Despite lingering concerns over China’s property sector, SM Prime remains confident in a market it entered through Xiamen in 2001.
Decades in the making
After 25 years, SM City Xiamen has grown into the developer's largest mainland asset, spanning about 418,000 square meters, data from its latest annual report showed.
Fujian now hosts three of SM’s nine malls in China, a significant presence although still smaller than its core Philippine market, where the property giant operates 90 malls nationwide.
The Fujian malls are SM City Xiamen, SM City Haicang, which opened in October 2025, and SM City Jinjiang, located near the hometown of Henry Sy Sr.
Outside Fujian, SM operates malls in Tianjin, Chengdu, Chongqing, Suzhou, Yangzhou and Zibo.
Holding the line
“We’re still maintaining [those malls]. They’re still okay,” Sy said.
Asked if SM Prime plans to sell some of its China malls, he replied: “We’ll see.”
“This is not the right time to sell,” he added.
At the center of the strategy is Xiamen, a major coastal city that helped connect generations of Chinese migrants to the Philippines.
Beyond malls
While SM City Xiamen started as a commercial hub, subsequent expansion moves have turned it into a sprawling office and lifestyle center.
Then on June 1, SM Prime opened its first hotel in China under the four-star voco brand.
Operated by InterContinental Hotels Group, the 325-room property sits within the SM Xiamen complex.

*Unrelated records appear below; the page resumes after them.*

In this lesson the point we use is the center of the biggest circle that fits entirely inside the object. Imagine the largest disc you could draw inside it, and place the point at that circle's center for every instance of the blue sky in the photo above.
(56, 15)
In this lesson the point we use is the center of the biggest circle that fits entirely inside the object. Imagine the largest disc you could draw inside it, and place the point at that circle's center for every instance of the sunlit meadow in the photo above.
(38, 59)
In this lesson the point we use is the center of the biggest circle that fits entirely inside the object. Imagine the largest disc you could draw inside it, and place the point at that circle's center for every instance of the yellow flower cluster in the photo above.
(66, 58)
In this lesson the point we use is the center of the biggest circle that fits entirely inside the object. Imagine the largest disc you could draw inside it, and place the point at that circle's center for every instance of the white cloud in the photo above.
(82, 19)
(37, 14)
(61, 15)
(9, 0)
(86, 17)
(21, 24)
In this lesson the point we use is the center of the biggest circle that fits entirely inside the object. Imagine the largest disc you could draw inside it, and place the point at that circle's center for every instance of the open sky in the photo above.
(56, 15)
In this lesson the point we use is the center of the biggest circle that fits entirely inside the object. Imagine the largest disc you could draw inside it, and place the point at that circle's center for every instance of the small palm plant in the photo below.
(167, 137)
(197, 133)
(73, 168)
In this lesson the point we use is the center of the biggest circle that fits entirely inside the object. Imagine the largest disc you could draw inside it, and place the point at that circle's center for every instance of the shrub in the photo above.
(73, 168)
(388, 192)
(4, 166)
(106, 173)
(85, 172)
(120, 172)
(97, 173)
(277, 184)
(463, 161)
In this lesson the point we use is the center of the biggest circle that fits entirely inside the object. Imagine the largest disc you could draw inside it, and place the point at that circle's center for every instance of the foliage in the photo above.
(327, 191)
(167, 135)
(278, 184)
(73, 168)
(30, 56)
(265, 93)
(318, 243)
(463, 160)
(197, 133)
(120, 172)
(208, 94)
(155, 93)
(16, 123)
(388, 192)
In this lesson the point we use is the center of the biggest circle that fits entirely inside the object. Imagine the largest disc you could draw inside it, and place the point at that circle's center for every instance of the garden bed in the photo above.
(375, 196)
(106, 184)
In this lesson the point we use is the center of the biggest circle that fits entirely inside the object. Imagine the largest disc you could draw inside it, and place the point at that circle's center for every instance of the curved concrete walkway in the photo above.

The project marks SM’s first venture into China’s hospitality sector and broadens the group’s presence on the mainland.
The long game
The hotel is also the latest sign of SM’s willingness to keep investing through economic cycles, a philosophy Sy has long championed in the Philippines.
It’s this same approach that has shaped some of the group’s biggest investments over the years.